IMPORTANT NOTE: Change analytics.bythewood.me to your domain name where relevant in these instructions.

TIP: During the ufw portion to enable the firewall I recommend only allowing your IP address or your ISP's IP address range which you can find on whois lookups at the top. For example, replace 192.230.176.0/20 with your IP or your ISP's IP range.

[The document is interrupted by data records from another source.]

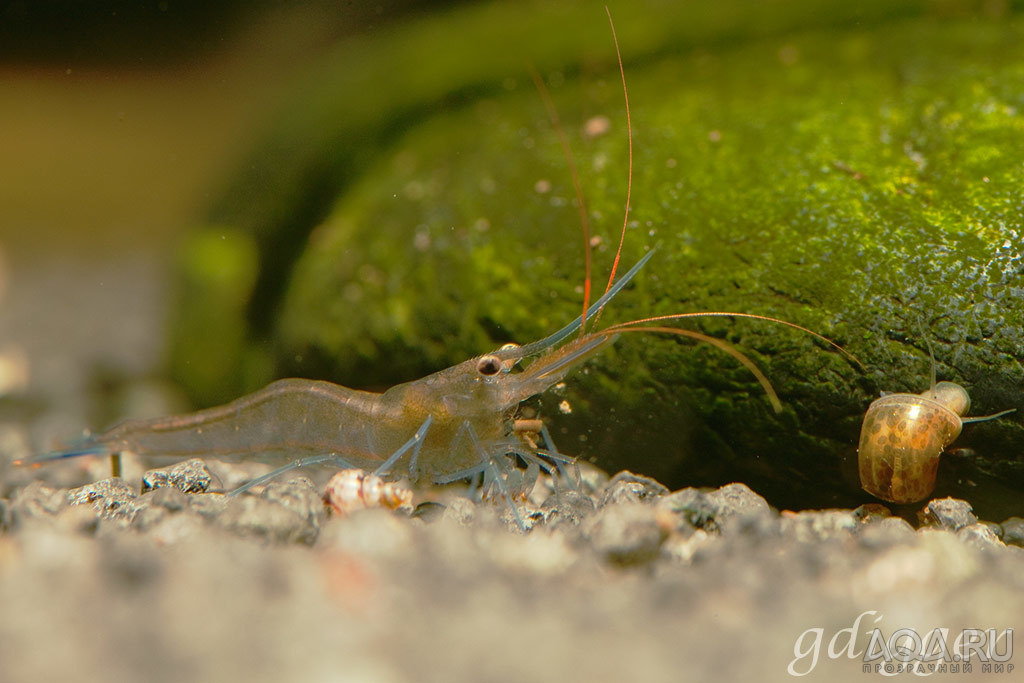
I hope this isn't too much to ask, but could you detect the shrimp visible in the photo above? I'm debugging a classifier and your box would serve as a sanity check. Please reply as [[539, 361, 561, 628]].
[[15, 6, 856, 527]]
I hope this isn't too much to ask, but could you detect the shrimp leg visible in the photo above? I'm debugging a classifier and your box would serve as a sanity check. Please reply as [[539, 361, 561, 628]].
[[228, 415, 433, 496]]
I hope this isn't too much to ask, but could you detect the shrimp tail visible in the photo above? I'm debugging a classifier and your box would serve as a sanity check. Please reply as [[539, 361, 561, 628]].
[[11, 442, 114, 467]]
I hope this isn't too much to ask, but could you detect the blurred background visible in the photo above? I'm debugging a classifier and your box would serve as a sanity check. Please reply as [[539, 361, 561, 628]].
[[0, 0, 429, 447]]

ufw allow from 192.230.176.0/20 proto tcp to any port 22

I allow my local ISP's range because I have a DHCP lease from them and I get tired of logging into my server from my hosting provider's UI to update it. It's good enough security and much better than nothing!

Server:

apk update && apk upgrade && apk add docker docker-compose caddy git iptables ip6tables ufw
ufw allow 22/tcp && ufw allow 80/tcp && ufw allow 443/tcp && ufw --force enable
echo -e "#!/bin/sh\napk upgrade --update | sed \"s/^/[\`date\`] /\" >> /var/log/apk-autoupgrade.log" > /etc/periodic/daily/apk-autoupgrade && chmod 700 /etc/periodic/daily/apk-autoupgrade
rc-update add docker boot && service docker start
mkdir -p /srv/git/analytics.git && cd /srv/git/analytics.git && git init --bare

Local:

git clone git@github.com:overshard/analytics.git && cd analytics
git remote remove origin && git remote add origin root@analytics.bythewood.me:/srv/git/analytics.git
git push --set-upstream origin master

Server:

mkdir -p /srv/docker && cd /srv/docker && git clone /srv/git/analytics.git analytics && cd /srv/docker/analytics
cp samplefiles/Caddyfile.sample /etc/caddy/Caddyfile && sed -i 's/analytics.example.com/analytics.bythewood.me/g' /etc/caddy/Caddyfile
cp samplefiles/env.sample .env && sed -i 's/analytics.example.com/analytics.bythewood.me/g' .env
cp samplefiles/post-receive.sample /srv/git/analytics.git/hooks/post-receive
mkdir -p /srv/data/analytics/db && chown -R 1000:1000 /srv/data/analytics
docker-compose up --build --detach && docker-compose run web python3 manage.py migrate --noinput && docker-compose run web sqlite3 db.sqlite3 "PRAGMA journal_mode=WAL;" ".exit"
rc-update add caddy boot && service caddy start

Scaling

I choose to use an sqlite3 database since that handles all my usecases just fine. My first recommendation for scaling this project would be to use a PostgreSQL database. If you want to get fancy then a time-series database like Timescale would make a lot of sense. The foundation of this project is pure Django so it shouldn't be hard to swap in a different database.

Support

I won't be providing any user support for this project. I'm more than happy to accept good pull requests and fix bugs but I don't have the time to help people run or use this project. I appologize in advance for this. Maintaining mutliple OSS projects has taught me that I need to step back from trying to provide support to avoid burnout.